DeltaTable.create(spark) \
    .addColumns(df.schema) \
    .property("delta.minReaderVersion", "2") \
    .property("delta.minWriterVersion", "5") \
    .property("delta.columnMapping.mode", "name") \
    .tableName('tablename') \
    .execute()
 
Then I set up the autloader:
df_autoloader = (spark.readStream
                 .format("cloudFiles")
                 .option("cloudFiles.resourceGroup", "resourcename")
                 .option("cloudFiles.subscriptionId", "12345")
                 .option("cloudFiles.tenantId", "12345")
                 .option("cloudFiles.clientId", "12345")
                 .option("cloudFiles.clientSecret", "12345")
                 .option("cloudFiles.format", "json")
                 .option("multiline", "true")  
                 .option("cloudFiles.useNotifications", "true")  

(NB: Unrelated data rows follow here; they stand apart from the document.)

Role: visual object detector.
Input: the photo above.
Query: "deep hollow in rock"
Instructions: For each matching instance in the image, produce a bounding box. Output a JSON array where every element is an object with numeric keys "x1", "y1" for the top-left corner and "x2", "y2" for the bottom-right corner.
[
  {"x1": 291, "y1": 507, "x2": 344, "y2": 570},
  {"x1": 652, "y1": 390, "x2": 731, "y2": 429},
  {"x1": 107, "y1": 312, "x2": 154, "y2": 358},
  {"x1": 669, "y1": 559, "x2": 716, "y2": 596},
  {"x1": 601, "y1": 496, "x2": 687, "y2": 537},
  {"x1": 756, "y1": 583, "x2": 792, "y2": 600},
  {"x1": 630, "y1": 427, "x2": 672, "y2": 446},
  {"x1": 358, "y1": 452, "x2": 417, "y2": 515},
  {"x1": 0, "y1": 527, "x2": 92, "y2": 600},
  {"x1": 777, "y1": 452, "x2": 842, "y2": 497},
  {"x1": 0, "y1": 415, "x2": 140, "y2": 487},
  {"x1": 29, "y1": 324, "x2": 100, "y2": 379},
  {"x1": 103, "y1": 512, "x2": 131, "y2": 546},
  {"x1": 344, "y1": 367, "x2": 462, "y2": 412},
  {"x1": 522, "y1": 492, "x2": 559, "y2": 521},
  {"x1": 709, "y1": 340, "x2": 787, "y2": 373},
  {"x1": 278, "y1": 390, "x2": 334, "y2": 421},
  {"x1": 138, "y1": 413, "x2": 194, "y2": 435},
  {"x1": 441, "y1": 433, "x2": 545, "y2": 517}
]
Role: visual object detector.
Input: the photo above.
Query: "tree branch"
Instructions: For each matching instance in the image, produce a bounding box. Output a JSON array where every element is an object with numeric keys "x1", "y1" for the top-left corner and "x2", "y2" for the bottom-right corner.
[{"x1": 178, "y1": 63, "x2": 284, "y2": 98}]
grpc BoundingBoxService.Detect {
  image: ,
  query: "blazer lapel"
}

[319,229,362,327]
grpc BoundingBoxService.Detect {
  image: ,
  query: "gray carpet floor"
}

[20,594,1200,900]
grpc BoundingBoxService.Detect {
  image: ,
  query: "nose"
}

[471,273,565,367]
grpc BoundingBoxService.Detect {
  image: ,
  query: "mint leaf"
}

                 .schema(schema)  
                 .load(AMP_LOC)  # path to  Blob
)
 
(df_autoloader.writeStream
    .format("delta")
    .outputMode("append")
    .option("checkpointLocation", checkpoint_dir)  
    .table("tablename")
)
 
I see things happenign in the cell but when I go to query the table I only see 200 rows of data, when there should be millions.